Keith pinged us yesterday on GIL, as it started to look like a short based on his models. True to our process, we re-evaluated the fundamental case to see where it stands vis/vis price (they’re often two very different things). This is one of those times where we told him to focus short efforts elsewhere, as it is likely another two quarters before the fundamentals will likely line up with a bearish stock call.
Here’s a quick review of the primary financial drivers – Revenue, Margins, and Cash Flow.
Revenue: The setup is getting easier near term. Just as GoldToe anniversaries, Anvil revs layer on and will manufacture double-digit revenue growth alone. After the upcoming quarter, the setup is very favorable with GIL up against devaluation discounts of last year. Post FQ1, organic revenue growth will be more challenging to manufacture with the company now representing over 71% of the U.S. Distributor market forcing them to rely more heavily on building Branded Apparel, which is uncharted territory and away from management’s core expertise. Barring another acquisition (which we wouldn’t put past them) following FQ2, revenue growth should slow meaningfully as the benefit of recent deals will have passed, and the share gain from Hanesbrands jettisoning its screenprinting business will have ebbed.
Margins: This setup is also very favorable near-term as GIL starts to lap cotton prices as well as manufacturing downtime and inventory devaluation that will add 300-400bps of margin alone. GIL also posted a positive Sales/inventory spread in 3Q for first time in six quarters, which is gross margin bullish near term.

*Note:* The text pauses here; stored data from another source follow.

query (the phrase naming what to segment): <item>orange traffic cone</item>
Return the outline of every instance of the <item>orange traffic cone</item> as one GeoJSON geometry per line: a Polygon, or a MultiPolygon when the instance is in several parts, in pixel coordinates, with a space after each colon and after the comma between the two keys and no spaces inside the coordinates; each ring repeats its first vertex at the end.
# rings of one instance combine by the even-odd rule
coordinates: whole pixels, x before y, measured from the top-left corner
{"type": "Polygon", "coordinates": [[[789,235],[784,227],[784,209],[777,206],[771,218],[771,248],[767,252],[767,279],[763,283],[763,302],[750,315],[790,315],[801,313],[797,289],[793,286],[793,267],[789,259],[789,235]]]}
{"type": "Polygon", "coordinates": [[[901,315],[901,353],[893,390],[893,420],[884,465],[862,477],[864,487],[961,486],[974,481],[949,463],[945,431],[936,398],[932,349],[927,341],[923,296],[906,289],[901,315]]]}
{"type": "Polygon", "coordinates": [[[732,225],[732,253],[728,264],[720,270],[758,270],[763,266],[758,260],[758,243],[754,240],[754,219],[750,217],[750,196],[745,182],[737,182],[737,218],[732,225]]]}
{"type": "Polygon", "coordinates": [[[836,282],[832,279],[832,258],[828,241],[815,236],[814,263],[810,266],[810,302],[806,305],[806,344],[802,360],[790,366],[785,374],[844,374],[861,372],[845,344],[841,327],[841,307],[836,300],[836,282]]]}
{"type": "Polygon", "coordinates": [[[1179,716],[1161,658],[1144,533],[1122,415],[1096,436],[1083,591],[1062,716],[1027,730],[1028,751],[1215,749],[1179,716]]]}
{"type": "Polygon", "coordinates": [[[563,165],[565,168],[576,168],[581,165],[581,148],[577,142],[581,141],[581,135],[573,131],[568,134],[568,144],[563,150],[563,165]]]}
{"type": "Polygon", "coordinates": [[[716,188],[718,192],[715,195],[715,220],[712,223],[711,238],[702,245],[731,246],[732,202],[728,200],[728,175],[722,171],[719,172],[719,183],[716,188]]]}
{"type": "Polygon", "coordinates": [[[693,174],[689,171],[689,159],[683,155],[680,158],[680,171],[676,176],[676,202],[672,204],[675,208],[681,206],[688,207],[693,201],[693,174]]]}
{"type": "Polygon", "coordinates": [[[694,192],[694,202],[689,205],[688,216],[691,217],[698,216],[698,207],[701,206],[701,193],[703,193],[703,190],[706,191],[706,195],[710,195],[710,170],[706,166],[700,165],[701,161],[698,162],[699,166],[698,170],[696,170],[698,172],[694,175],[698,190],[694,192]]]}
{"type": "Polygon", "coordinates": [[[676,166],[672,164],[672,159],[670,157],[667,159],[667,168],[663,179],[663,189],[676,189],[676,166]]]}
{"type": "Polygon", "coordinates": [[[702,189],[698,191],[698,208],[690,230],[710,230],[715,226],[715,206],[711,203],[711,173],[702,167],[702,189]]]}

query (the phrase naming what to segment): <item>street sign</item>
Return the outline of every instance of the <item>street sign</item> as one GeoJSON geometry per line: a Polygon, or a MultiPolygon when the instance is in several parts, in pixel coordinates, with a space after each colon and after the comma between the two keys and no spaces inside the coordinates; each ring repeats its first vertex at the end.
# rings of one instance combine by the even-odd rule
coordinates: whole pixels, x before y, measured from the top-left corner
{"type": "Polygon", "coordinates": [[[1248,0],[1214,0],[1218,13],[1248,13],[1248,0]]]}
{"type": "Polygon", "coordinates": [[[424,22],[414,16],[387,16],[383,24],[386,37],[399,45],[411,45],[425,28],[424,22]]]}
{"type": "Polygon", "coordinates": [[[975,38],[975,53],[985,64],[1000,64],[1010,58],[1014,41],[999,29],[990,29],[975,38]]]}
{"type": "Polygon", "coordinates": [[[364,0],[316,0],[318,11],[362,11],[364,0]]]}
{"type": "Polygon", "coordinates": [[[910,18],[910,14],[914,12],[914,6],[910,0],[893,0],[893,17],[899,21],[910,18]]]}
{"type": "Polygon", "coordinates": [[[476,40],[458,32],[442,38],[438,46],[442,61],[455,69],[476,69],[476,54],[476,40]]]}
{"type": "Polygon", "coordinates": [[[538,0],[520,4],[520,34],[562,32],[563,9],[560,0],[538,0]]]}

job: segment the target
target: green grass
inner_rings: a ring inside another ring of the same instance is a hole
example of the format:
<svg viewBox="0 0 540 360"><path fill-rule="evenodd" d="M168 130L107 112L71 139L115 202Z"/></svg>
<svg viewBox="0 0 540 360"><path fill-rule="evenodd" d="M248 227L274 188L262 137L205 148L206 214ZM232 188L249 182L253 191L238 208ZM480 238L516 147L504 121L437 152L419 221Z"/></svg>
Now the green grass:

Cash Flow: Favorable. CapEx coming down after two years of higher spending to grow retail, open a new DC, another manufacturing facility, and revamp several existing manufacturing facilities to lower operating costs. Increased spending over the last two years at 9%-10% of sales should ease CapEx requirements for the next 2-3 years
Sentiment: Definitely mixed signals here, with short interest down to 3% of float (it’s been as low as 2%) and the sell-side generally positive as well. But on the flip side, CEO Glen Charmandy recently filed a 10b5-1 plan to sell up to 2.75mm of his 9.8mm shares of GIL stock. While these 10b5-1 plans are ‘at arm’s length’ and are executed by a third party, it’s usually a wise move to pay attention when the CEO of a company registers an intent to sell 28% of his stock – especially when it’s a CEO that has had such a great track record in capital preservation on stock sales.